The first thing my friend insists on is that it was a major dereliction of duty for the cops to wait as long as they did to enter the school. Some of the children and teachers may not have been dead from their initial wounds. They may have died while the cops stalled for nearly an hour.

This is reminiscent of the Parkland, Florida school massacre when the police also failed to enter the school quickly to take out the shooter.

My friend says that the first objective for the cops must be to enter the school as fast as they can to arrest or kill the shooter. There is nothing more important than acting as soon as humanly possible to enter the school and end the shooter’s ability to kill or wound anyone else.

That means that the cops have to act and act quickly regardless of personal risk. It’s their job.

My friend also says we have to spend the money to make schools harder targets for potential child killers.

School boards, and the people who run our colleges and universities, don’t want to spend the money to provide armed officers in each building. They must do so. That means they should have a fully-armed and body-armored officer whose only duty it is to patrol the building and protect the kids. “School resource officers” who teach Johnny and Sally not to jaywalk are nice, but the armed patrol can’t be diverted from the duty to protect the kids.

My ex-SEAL pal points out that a highly-trained police dog could be on duty with each of the armed officers. Those dogs may look scary but they could, and would, attack a shooter on command, willingly giving their lives to stop the killing. Better many dogs should die than a single kid.

Nor do school boards and colleges want to spend the money — as the Israelis do — to build high fences around the schools and require everyone who enters the building pass through a metal detector. In this, they are as derelict in their duties as the Uvalde and Parkland cops who waited outside until the killing was thought to be over. Tall fences and metal detectors can save lives.

The people who run our school systems don’t ensure that the schools have effective lockdown procedures. Did the Uvalde school have one? We don’t know. School officials didn’t even take the trouble to lock the door that the shooter entered through, which should have been done as part of the daily routine.

I have never been in favor of arming teachers, but my friend disagrees. If a teacher volunteers and is well trained, having an armed teacher confront a shooter is far better than nothing. After Uvalde, I have to agree.

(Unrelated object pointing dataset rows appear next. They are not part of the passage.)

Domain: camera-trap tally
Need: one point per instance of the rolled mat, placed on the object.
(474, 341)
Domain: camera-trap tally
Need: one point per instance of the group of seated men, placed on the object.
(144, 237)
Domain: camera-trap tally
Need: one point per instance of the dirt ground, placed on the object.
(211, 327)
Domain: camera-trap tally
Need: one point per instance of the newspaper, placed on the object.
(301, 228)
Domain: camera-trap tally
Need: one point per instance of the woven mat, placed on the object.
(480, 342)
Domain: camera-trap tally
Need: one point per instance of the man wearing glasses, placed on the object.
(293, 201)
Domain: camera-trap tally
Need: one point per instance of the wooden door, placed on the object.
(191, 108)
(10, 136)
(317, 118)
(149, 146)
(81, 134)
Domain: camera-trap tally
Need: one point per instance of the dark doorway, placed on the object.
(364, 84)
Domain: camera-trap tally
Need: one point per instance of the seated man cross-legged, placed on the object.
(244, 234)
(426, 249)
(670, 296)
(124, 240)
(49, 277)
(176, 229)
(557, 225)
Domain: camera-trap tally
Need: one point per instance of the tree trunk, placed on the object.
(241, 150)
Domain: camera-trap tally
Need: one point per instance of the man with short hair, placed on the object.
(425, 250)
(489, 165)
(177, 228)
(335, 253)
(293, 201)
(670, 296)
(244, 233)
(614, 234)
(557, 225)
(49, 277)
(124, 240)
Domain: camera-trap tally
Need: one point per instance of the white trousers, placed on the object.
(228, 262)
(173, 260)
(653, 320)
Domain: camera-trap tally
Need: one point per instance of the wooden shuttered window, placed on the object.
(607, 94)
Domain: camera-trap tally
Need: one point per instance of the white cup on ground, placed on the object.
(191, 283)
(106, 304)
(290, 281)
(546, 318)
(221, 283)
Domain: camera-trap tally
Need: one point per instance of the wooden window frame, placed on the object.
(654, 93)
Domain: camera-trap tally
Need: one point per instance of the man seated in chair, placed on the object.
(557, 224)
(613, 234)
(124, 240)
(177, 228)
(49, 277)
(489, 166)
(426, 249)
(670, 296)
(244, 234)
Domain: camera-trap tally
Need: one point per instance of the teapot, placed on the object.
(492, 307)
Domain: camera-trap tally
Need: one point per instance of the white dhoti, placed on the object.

There is no higher duty we have than to protect our children. The Dems always say that it’s “for the children” when more money is to be spent on teachers’ salaries and social programs. But they — and we — ignore the fact that fences, patrolling officers, and perhaps armed teachers can save children from being murdered.

It’s long past time for us to learn the lessons that reality keeps teaching us and act upon them. How many more kids have to die before we do?